All'inizio l'acqua più calda ha chiaramente reso le giovani larve cacciatrici più attive. Nella prima settimana, quelle a temperature più alte hanno lanciato più attacchi e catturato più prede, probabilmente perché corpi più caldi consumano energia più rapidamente e richiedono più cibo. L'alta densità di prede ha amplificato questo effetto: quando il cibo era abbondante, le larve a temperature calde attaccavano e catturavano molto più spesso rispetto a quelle in acqua più fredda. Ma alla quinta settimana è emerso un risvolto. A bassi livelli di cibo, le larve più adulte in realtà attaccavano e catturavano meno frequentemente alla temperatura più elevata. Ciò suggerisce che esista una finestra di temperatura ottimale per la caccia: quando fa molto caldo ma il cibo scarseggia, le larve o non sono in grado o non sono disposte a mantenere un foraggiamento intenso, probabilmente a causa dello stress o dei costi dell'attività continua.
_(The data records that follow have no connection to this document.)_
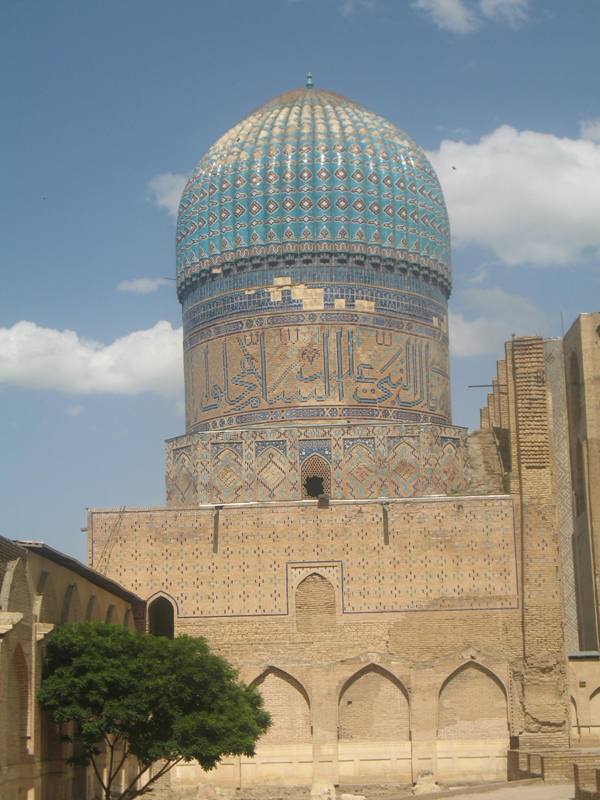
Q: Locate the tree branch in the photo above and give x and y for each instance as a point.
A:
(98, 775)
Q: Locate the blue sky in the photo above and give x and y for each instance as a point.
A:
(106, 106)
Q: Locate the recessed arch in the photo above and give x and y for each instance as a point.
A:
(373, 705)
(472, 704)
(315, 477)
(161, 617)
(315, 605)
(286, 699)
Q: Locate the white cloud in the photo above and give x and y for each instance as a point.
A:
(533, 198)
(488, 318)
(33, 357)
(512, 11)
(166, 190)
(590, 129)
(451, 15)
(349, 7)
(142, 285)
(466, 16)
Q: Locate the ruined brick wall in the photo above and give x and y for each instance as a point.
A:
(559, 439)
(582, 370)
(359, 612)
(544, 680)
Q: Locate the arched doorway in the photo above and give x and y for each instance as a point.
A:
(161, 618)
(284, 753)
(472, 728)
(374, 728)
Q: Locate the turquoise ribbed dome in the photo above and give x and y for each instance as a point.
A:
(311, 172)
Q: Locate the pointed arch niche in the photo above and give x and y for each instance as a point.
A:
(288, 704)
(374, 728)
(315, 604)
(315, 477)
(373, 707)
(472, 725)
(472, 705)
(161, 617)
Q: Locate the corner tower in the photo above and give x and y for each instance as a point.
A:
(313, 268)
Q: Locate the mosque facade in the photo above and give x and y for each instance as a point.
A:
(391, 584)
(416, 603)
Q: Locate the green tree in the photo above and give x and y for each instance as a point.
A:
(147, 697)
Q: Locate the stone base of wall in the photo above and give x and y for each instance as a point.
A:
(552, 766)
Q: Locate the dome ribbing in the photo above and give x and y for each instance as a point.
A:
(312, 172)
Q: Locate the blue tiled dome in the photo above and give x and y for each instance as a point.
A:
(311, 172)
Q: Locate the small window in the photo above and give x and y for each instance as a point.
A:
(316, 477)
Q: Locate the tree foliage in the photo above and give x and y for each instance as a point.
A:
(125, 694)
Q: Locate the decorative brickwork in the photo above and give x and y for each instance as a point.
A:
(256, 464)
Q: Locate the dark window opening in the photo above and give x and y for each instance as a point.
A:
(315, 477)
(314, 486)
(161, 618)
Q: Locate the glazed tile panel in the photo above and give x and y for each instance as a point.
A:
(311, 171)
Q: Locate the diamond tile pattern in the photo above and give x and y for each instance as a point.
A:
(312, 166)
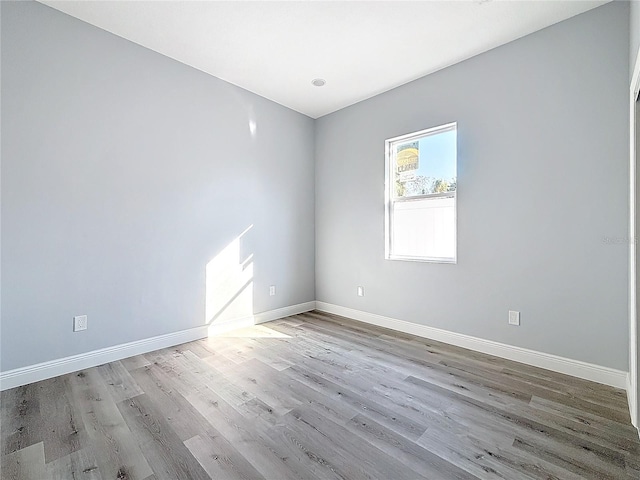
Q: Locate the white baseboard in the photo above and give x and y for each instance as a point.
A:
(576, 368)
(62, 366)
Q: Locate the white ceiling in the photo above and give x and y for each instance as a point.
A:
(361, 48)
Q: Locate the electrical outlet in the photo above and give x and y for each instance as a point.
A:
(80, 323)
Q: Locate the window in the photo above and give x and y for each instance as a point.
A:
(420, 198)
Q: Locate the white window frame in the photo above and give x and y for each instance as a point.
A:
(390, 198)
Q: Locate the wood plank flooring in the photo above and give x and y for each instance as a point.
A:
(316, 396)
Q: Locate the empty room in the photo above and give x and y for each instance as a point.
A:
(299, 240)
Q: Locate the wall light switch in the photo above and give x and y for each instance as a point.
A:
(80, 323)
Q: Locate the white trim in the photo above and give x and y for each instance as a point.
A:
(631, 398)
(284, 312)
(576, 368)
(634, 408)
(62, 366)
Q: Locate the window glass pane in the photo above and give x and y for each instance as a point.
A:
(426, 165)
(421, 180)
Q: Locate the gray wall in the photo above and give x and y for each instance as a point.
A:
(543, 179)
(634, 33)
(123, 173)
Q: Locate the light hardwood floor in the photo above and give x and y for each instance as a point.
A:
(316, 396)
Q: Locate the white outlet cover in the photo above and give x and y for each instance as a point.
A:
(80, 323)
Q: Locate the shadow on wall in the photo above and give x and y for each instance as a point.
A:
(229, 286)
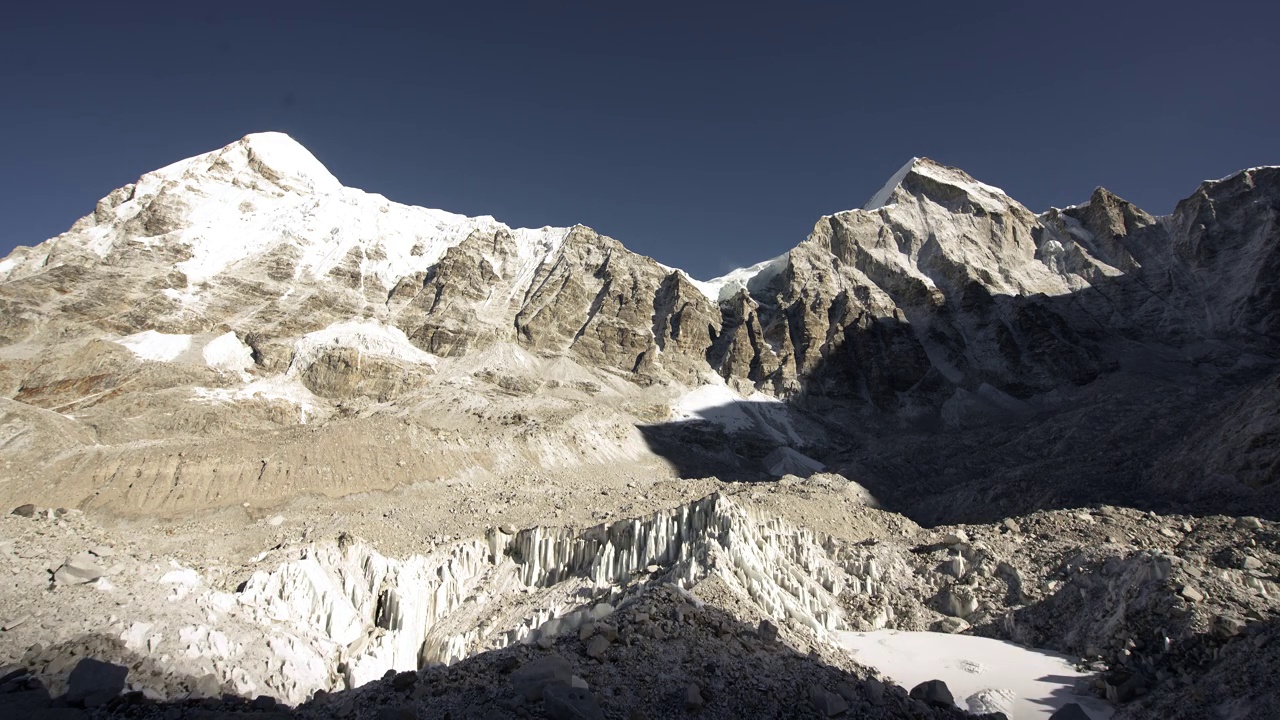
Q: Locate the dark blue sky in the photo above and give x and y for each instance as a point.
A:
(707, 136)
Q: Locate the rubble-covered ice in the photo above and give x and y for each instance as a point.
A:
(368, 614)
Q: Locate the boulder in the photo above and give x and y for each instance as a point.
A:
(694, 697)
(827, 703)
(1070, 711)
(959, 601)
(567, 702)
(786, 461)
(933, 693)
(598, 646)
(535, 675)
(78, 569)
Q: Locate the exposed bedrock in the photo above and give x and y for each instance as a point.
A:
(368, 614)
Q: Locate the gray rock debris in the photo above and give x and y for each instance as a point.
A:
(563, 702)
(1072, 711)
(94, 682)
(827, 703)
(531, 679)
(78, 569)
(694, 697)
(933, 693)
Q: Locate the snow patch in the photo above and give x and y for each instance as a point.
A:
(160, 347)
(288, 390)
(369, 337)
(883, 194)
(1023, 683)
(228, 354)
(717, 402)
(725, 287)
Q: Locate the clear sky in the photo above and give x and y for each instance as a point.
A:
(708, 136)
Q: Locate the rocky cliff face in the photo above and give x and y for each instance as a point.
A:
(250, 285)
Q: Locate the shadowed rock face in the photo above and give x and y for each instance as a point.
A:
(944, 305)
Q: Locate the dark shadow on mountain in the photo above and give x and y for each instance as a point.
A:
(1008, 405)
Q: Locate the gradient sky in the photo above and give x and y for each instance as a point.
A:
(705, 136)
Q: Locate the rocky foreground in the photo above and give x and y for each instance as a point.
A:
(1169, 616)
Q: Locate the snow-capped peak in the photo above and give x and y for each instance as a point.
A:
(883, 194)
(990, 197)
(726, 286)
(272, 155)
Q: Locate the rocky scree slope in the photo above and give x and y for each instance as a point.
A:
(245, 294)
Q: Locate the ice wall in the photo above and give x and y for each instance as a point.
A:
(370, 614)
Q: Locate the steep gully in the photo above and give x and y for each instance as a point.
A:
(360, 614)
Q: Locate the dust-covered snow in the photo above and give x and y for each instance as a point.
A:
(369, 337)
(228, 354)
(717, 402)
(279, 387)
(151, 345)
(725, 287)
(883, 194)
(983, 674)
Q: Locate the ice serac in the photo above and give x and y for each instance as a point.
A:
(370, 614)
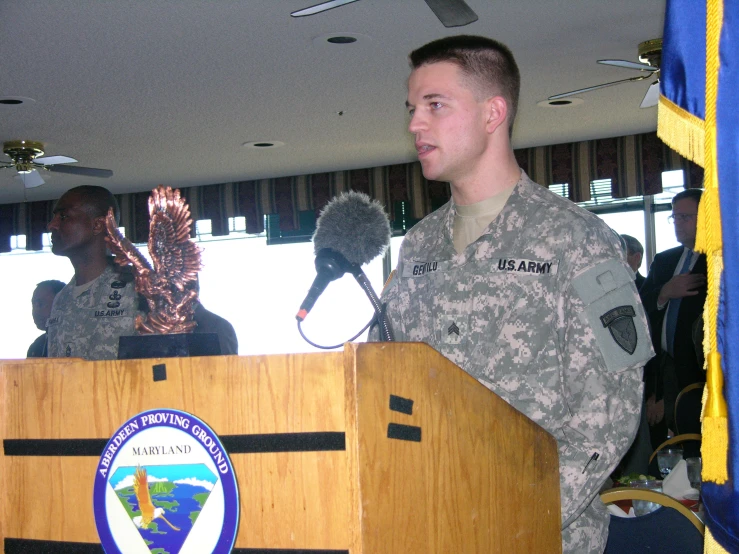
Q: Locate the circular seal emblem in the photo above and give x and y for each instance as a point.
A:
(165, 484)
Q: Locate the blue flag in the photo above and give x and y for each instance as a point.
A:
(699, 117)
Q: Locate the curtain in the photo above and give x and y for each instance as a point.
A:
(633, 163)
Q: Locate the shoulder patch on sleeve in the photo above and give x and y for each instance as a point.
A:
(612, 311)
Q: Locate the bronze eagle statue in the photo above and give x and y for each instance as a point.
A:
(169, 282)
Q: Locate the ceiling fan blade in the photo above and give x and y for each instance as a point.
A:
(452, 13)
(77, 170)
(318, 8)
(588, 89)
(651, 98)
(630, 65)
(30, 180)
(50, 160)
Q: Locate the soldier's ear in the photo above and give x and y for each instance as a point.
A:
(497, 111)
(98, 225)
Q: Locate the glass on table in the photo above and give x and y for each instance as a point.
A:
(642, 507)
(667, 458)
(694, 472)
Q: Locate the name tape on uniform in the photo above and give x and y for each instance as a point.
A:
(500, 265)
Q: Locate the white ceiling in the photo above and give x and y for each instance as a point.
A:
(169, 91)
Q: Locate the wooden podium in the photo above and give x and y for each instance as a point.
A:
(381, 448)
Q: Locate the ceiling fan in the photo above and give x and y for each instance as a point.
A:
(650, 56)
(25, 158)
(452, 13)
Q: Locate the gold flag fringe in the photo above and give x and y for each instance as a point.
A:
(710, 546)
(715, 442)
(680, 130)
Crescere cambia la caccia più dell'ambiente

Con l'aumentare dell'età e delle dimensioni corporee, il comportamento di caccia delle larve è cambiato drasticamente. Gli individui più vecchi e più grandi attaccavano le prede più spesso e diventavano cacciatori molto più efficienti. Il successo di cattura — la percentuale di attacchi che terminavano con un pasto — è aumentato costantemente nel tempo a tutte le temperature, superando il 90% alla quinta settimana e avvicinandosi alla perfezione in molti casi. Le analisi hanno mostrato che questi tratti della storia di vita, età e dimensione corporea, spiegavano più della variazione nel comportamento di caccia rispetto a fattori esterni come la densità di cibo o la presenza di un rivale. Una volta che le larve hanno raggiunto una larghezza della testa di circa 2 millimetri, i tassi di successo hanno smesso di aumentare in modo marcato, suggerendo una soglia di sviluppo oltre la quale ulteriore crescita apporta poca precisione aggiuntiva.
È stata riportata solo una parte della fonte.